Travaillant avec lui au sein du Comité Exécutif je l’avais surnommé « la force tranquille » car il ne perdait jamais son calme et restait toujours amène et respectueux de l’autre même si ce dernier l’attaquait.
En dehors d’avoir été un grand président de l’API Daniel Widlôcher était une figure unanimement admirée et respectée du paysage psychanalytique Français.
Professeur de psychiatrie et pédopsychiatrie il avait créé, au sein de l’hôpital La Salpêtrière, un service de psychothérapie d’enfants encore renommé aujourd’hui.
Au cours d’une brillante carrière hospitalière Daniel Widlocher s’est très tôt intéressé à la psychanalyse. Il avait entamé une psychanalyse personnelle avec Jacques Lacan, alors directeur de l’Institut de la Société Psychanalytique de Paris.
Daniel Widlocher avait été très touché par la fameuse scission de 1953-54* qui a bouleversé la communauté psychanalytique Française et fut suivie de l’exclusion de son analyste de l’API. Ces souvenirs restaient encore douloureux des années plus tard.
Sans renier sa filiation il ne s’est pourtant jamais identifié au modèle Lacanien. En 1964 il a été un des membres fondateurs de l’Association Psychanalytique de France dont il a été deux fois président.
Grand clinicien Daniel Widlôcher était aussi un remarquable théoricien et chercheur, il nous laisse une œuvre diversifiée et originale où l’on retrouve ses centres d’intérêt : l’affect, l’enfant, la psychothérapie, la métapsychologie de l’écoute et sa conception personnelle de la « co-pensée ».
Ses ouvrages, entre autres : Métapsychologie du sens, Le psychodrame chez l’enfant, Sexualité infantile et attachement, Traité de psychopathologie, Les nouvelles cartes de la psychanalyse, témoignent de l’ampleur de son engagement.

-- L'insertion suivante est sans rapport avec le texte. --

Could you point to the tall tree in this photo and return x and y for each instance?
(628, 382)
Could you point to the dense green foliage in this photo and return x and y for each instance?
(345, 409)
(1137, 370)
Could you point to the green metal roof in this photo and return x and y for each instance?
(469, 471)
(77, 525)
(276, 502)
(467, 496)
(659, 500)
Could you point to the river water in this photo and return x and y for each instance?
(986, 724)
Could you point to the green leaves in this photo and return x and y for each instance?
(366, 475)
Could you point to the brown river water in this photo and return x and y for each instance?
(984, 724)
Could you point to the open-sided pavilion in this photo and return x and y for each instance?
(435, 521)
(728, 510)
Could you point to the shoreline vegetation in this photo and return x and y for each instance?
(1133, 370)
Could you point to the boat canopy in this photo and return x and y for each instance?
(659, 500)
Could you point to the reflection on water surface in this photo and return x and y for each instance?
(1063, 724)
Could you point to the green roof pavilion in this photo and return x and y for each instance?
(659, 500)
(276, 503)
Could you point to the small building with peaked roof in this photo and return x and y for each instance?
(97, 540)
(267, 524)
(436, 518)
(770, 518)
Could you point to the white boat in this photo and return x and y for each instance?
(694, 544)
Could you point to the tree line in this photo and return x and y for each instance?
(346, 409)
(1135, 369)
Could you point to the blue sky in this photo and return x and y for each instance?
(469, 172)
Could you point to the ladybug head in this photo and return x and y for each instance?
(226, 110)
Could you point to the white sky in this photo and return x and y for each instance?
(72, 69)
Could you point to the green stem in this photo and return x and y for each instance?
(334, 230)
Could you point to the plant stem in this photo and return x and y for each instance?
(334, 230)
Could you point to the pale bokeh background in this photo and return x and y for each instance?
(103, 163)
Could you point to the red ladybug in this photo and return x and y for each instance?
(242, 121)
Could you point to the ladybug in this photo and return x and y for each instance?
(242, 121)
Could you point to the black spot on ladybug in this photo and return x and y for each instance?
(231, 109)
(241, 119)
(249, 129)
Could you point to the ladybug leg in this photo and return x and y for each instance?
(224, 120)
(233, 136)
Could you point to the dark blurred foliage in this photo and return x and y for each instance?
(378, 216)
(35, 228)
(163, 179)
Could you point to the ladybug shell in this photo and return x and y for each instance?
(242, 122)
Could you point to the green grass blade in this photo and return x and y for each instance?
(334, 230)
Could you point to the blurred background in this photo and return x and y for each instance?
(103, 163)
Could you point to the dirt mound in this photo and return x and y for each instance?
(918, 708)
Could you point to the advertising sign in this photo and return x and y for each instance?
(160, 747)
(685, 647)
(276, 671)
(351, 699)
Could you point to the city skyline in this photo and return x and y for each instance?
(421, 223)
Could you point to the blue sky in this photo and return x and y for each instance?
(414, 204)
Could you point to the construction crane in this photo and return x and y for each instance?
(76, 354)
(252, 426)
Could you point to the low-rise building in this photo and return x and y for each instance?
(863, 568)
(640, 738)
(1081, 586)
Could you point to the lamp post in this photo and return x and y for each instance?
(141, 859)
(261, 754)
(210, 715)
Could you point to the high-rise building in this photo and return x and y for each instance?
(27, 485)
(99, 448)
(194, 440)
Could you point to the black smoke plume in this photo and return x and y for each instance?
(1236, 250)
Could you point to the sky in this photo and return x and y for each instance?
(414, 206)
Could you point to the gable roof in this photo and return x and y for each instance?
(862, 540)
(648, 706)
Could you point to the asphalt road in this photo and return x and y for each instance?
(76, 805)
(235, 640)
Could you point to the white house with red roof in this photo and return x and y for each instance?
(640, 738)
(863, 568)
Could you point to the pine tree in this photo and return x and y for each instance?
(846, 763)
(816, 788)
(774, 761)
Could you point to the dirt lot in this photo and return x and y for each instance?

Pour terminer je veux aussi évoquer ici son humanité. Daniel Widlôcher était « bon » au sens noble du terme, c’était une personnalité rayonnante. Fin lettrée, et pas seulement dans le domaine de la psychanalyse, toujours intéressant, aimable et accueillant, travailler et converser avec lui était un vrai bonheur.
* En 1953, un conflit éclate au sein la Société psychanalytique de Paris (S.P.P.) Jacques Lacan qui venait d’être élu président quitte la SPP. Il fonde la Société française de psychanalyse (S.F.P.) qui est exclue de l’International Psychoanalytic Association (I.P.A.). En 1964, la S.F.P. est dissoute, l’Association psychanalytique de France, dirigée par Lagache, est reconnue par l’I.P.A. et Lacan fonde l’École freudienne de Paris (E.F.P.).